The Wnt signaling pathway is capable of self-regulation through positive and negative feedback mechanisms. For example, the oncoprotein c-Myc, which is upregulated by Wnt signaling activity, participates in a positive feedback loop of canonical Wnt signaling through repression of Wnt antagonists DKK1 and SFRP1. In this study, we investigated the mechanism of Wnt inhibitory factor-1 (WIF-1) silencing. Mapping of CpG island methylation of the WIF-1 promoter reveals regional methylation (-295 to -95 bp from the transcription start site) that correlates with transcriptional silencing. We identified Miz-1 as a direct activator of WIF-1 transcriptional activity, which is found at WIF-1 promoter. In addition, we show that c-Myc contributes to WIF-1 transcriptional repression in a Miz-1-dependent manner. Although the transient repression mediated by Miz-1/c-Myc is independent of de novo methylation, the stable repression by this complex is associated with CpG island methylation of the critical -295 to -95-bp region of the WIF-1 promoter. Importantly, Miz-1 and c-Myc are found at WIF-1 promoter in WIF-1 non-expressing cell lines DLD-1 and 209myc. Transient knockdown or somatic knockout of c-Myc in DLD-1 failed to restore WIF-1 expression suggesting that c-Myc is involved in initiating rather than maintaining WIF-1 epigenetic silencing.
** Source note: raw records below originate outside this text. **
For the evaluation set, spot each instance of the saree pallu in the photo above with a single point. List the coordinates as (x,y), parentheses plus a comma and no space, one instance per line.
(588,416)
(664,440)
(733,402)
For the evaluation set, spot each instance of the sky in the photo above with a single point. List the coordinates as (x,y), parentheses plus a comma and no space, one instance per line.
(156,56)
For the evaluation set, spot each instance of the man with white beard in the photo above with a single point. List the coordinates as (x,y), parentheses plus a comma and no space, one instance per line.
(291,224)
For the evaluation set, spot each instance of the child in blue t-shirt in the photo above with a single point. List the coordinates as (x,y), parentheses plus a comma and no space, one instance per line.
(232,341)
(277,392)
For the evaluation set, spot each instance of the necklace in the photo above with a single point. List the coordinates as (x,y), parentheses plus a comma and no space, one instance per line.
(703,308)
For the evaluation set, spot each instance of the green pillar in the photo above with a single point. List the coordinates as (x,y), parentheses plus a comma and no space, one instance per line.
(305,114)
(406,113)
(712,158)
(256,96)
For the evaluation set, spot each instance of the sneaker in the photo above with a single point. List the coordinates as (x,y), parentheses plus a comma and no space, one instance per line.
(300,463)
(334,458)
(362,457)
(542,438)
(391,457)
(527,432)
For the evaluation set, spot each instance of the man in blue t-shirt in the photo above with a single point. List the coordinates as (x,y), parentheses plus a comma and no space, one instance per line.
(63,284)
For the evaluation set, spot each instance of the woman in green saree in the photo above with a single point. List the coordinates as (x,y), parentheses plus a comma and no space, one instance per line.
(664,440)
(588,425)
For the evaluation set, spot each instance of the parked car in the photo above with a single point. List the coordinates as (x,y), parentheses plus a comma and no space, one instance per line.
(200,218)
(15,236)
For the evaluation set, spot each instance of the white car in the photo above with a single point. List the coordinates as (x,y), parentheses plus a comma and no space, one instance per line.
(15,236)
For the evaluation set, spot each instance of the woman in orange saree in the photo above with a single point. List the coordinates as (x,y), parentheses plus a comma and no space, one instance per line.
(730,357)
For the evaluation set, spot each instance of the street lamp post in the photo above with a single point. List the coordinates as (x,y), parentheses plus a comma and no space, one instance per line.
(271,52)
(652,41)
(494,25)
In a genome-wide screen, DNAJA4, TGFβ-induced and TRIM59 were repressed by c-Myc overexpression and DNA promoter hypermethylation. Our data reveal novel insights into c-Myc-mediated DNA methylation-dependent transcriptional silencing, a mechanism that might contribute to the dysregulation of Wnt signaling in cancer.

Figure 1

WIF-1 promoter methylation status. (a) Upper panel: WIF-1 expression was analyzed by RT–PCR in lung and colorectal cancer cell lines either untreated, treated with dimethylsulphoxide (DMSO) (m) or with 2 μm of 5-aza-2′-azadeoxycitidine treatment for 56 h (A⁵⁶), 82 h (A⁸²) or 96 h (A⁹⁶). Glyceraldehyde 3-phosphate dehydrogenase (GAPDH) was used as a control. Lower panel: real-time RT–PCR analysis of WIF-1 transcript in NSCLC cell lines. WIF-1 expression was highest in H920 followed by H1435, H1299, H1703, U1752, normal human bronchial epithelial (NHBE), H460, H157, A549 and H125 and absent in H1155, H1666, H1395 and H1993. (b, c) Genomic bisulfite sequencing analysis of WIF-1 promoter region (b) –21/+209 bp, (c, left panel) –401/–350 and (c, right panel) –320/–72 bp. White-filled circles represent unmethylated CGs and black-filled circle methylated CGs. All regions are relative to the TSS.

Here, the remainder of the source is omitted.